Leave it to Piers Morgan to prompt the first court testimony from a senior member of the British royal family in 130 years. Today, a highly-publicized phone hacking trial brought against Mirror Group Newspapers kicked off in London with a cross-examination of Prince Harry himself, whose testimony directly implicated (and denounced) Morgan, reports CNN.
The Duke of Sussex took the stand after filing a witness statement citing 50 tabloid news articles published by Mirror Group publications that “caused him distress.” Mirror Group owns The Daily Mirror, where Morgan served as an editor from 1995 to 2004; he has consistently denied having any knowledge of phone hacking at the Mirror, although testimony from other former Mirror employees hints at a different story.
In his statement, Prince Harry writes that the thought of Morgan and the Mirror spying on his mother Princess Diana leaves him feeling “physically sick.” Prince Harry is one of more than 100 other plaintiffs (many of them public figures themselves) suing the Mirror Group for alleged unlawful activities.

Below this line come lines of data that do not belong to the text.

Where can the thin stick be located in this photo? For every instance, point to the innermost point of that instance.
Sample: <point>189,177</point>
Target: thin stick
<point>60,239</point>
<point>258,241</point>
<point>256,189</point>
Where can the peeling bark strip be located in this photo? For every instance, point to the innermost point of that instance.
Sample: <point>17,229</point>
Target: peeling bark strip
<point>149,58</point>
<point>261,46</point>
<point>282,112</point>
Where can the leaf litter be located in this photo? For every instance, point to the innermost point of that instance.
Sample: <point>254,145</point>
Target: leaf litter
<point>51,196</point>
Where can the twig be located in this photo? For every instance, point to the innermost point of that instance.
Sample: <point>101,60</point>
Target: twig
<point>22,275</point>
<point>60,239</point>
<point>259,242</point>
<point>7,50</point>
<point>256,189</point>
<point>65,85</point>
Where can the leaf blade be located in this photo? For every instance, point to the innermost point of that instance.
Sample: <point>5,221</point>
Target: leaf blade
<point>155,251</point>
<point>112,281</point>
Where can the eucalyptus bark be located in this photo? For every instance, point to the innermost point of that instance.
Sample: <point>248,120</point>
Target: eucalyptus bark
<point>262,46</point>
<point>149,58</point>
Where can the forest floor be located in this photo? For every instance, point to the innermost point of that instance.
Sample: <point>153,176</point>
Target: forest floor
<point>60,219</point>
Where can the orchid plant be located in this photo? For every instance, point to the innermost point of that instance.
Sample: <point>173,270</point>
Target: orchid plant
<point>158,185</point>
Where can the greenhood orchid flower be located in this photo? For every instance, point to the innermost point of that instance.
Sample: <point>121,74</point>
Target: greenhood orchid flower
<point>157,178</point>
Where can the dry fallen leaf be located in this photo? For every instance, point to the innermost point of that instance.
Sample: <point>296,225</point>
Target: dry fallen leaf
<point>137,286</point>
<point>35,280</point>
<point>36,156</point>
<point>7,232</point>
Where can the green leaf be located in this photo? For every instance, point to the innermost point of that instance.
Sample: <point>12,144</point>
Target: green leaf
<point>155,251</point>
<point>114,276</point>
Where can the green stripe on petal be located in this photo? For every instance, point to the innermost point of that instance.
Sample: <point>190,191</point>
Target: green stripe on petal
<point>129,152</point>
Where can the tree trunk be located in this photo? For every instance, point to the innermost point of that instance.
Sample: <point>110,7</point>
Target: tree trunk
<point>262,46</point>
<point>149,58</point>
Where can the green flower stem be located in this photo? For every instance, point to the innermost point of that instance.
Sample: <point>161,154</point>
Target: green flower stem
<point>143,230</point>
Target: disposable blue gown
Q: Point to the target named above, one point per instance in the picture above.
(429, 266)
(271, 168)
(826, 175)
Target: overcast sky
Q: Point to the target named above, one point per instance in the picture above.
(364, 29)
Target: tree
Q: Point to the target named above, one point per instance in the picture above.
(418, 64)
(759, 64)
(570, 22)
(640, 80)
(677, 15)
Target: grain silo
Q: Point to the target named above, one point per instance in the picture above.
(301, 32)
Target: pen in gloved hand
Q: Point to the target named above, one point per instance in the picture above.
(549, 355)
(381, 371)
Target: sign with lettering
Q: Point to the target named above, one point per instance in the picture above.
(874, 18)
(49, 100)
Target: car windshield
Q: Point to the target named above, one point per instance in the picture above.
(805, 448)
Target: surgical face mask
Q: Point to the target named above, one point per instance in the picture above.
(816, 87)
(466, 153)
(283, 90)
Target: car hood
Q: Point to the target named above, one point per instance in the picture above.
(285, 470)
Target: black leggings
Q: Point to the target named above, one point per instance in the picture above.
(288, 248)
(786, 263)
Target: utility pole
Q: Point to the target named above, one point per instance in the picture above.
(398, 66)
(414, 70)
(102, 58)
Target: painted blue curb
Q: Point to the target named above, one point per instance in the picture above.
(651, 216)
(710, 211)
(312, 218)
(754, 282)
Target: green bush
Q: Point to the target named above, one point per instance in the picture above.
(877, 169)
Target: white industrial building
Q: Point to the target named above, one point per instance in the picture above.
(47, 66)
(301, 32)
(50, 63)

“The thought of Piers Morgan and his band of journalists earwigging into my mother’s private and sensitive messages (in the same way as they have me) and then having given her a ‘nightmare time’ three months prior to her death in Paris, makes me feel physically sick,” Prince Harry states. He continues on to assert that he and his wife “have been subjected to a barrage of horrific personal attacks and intimidation from Piers Morgan” since bringing their claim against Mirror Group.
“I genuinely feel that in every relationship that I’ve ever had — be that with friends, girlfriends, with family or with the army, there’s always been a third party involved, namely the tabloid press,” Prince Harry writes in his statement. “Having seen me grow up from a baby (being born into this ‘contractual relationship’ without any choice) and scrutinised my every move, the tabloids have known the challenges and mental health struggles that I have had to deal with throughout my childhood and adult life and for them to then play on that and use it to their own advantage, I think is, well, criminal.”
Tabloid phone hacking making it to the courtroom and royal wariness of the press are nothing new in Britain, but Prince Harry’s appearance in court places a significantly sharper magnifying glass on the trial. Whether this legal action forces The Daily Mirror to go the same way as Rupert Murdoch’s The News of the World remains to be seen.